Revealing the structure of the drug favipiravir bound to the SARS-CoV-2 RNA polymerase could benefit efforts to develop new COVID-19 treatments that block viral replication
One promising drug target for treatment of COVID-19 is the enzyme responsible for copying the SARS-CoV-2 viral RNA, as it is crucial for replication of the virus. Several small molecule drugs that have a broad spectrum of activity against other viral polymerases are being trialled against SARS-CoV-2, but the failure of some of these demonstrates the importance of a better understanding of how they work, so that they can be improved upon. The structure of one such molecule, favipiravir, in complex with the SARS-CoV-2 RNA-dependent RNA polymerase (RdRp), has now been solved by a collaboration between Chris Russo’s, David Barford’s, Jan Löwe’s, and John Sutherland’s groups at the LMB, providing new insight into its mechanism of action.

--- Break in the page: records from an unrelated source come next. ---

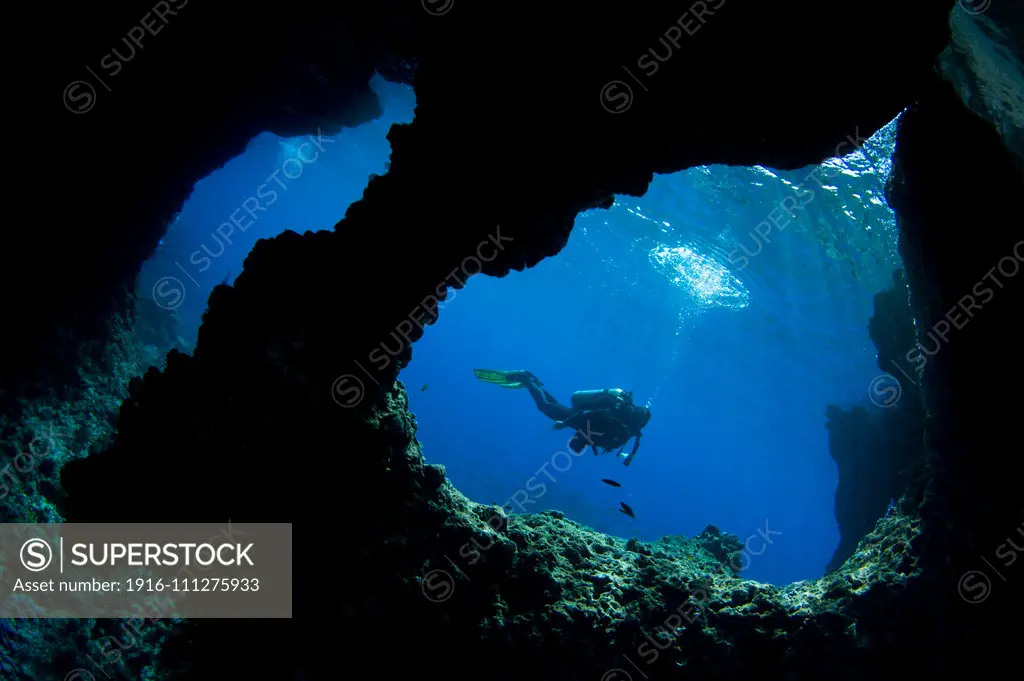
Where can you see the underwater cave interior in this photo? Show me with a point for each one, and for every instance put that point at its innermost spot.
(732, 301)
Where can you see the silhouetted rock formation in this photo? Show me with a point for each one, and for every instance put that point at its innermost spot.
(877, 451)
(510, 140)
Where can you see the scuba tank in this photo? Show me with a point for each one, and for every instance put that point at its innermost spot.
(592, 399)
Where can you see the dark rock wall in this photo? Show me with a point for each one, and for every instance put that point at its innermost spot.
(955, 189)
(879, 452)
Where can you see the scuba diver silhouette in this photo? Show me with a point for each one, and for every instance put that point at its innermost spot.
(605, 419)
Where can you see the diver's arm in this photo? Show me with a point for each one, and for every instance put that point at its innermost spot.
(636, 445)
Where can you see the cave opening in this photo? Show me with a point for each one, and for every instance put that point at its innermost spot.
(732, 301)
(278, 183)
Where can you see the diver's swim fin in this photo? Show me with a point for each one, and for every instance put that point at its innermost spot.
(503, 379)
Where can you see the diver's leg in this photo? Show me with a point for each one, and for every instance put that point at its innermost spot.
(546, 402)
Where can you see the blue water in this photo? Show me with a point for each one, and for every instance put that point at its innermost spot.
(736, 363)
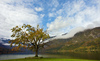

Favipiravir is a small molecule with a similar structure to the bases of the purines guanosine and adenosine. In cells favipiravir is converted into favipiravir ribosyl triphosphate (favipiravir-RTP) that mimics GTP, allowing it to interact with the polymerase enzyme that normally adds nucleotides to a growing RNA chain during RNA replication. Favipiravir is currently in clinical trials as a treatment for SARS-CoV-2 infection, but little is known about its precise molecular mechanism of action. Remdesivir is another nucleoside analogue that was trialled against SARS-CoV-2, but was found to have limited beneficial effect but is still being used in some cases. Structural insights into how favipiravir might inhibit viral replication would be of great benefit for the design of small molecules that function as more effective treatments for COVID-19.
To investigate this, Katerina Naydenova, Kyle Muir, and Long-Fei Wu performed RNA polymerisation assays and determined the structure of favipiravir-RTP in complex with the SARS-CoV-2 RdRp using cryo-EM. The polymerisation assays indicated that favipiravir-RTP is only weakly incorporated into a new RNA strand, but nonetheless suppresses RNA replication by acting as a competitive inhibitor of GTP. The structure revealed that favipiravir-RTP is bound to the catalytic site of RdRp in an unusual conformation, such that the part of the molecule that should covalently bond with the primer RNA chain is not in the correct place, explaining the low rate of incorporation into the RNA strand.
It had been thought that a possible mechanism of favipiravir against SARS-CoV-2 would be that incorporation into new RNA chains would lead to increased rates of lethal mutagenesis, but this study suggests that its rate of incorporation might be insufficient to cause this. Conversely, binding to RdRp in its non-productive conformation could make favipiravir a good competitive inhibitor as it slows the rate of RNA replication by stopping natural nucleotides interacting with the polymerase. The structural insights of this work suggest ways in which new small molecules could be developed that might bind more tightly into the polymerase active site to more effectively stall RNA synthesis or that could allow greater rates of incorporation which could drive more efficient lethal mutagenesis. Either of these are important potential directions to produce new COVID-19 treatments.
The work was funded by UKRI MRC, a Vice-Chancellor’s Award from the Cambridge Commonwealth, European and International Trust, a Bradfield scholarship, and Cancer Research UK.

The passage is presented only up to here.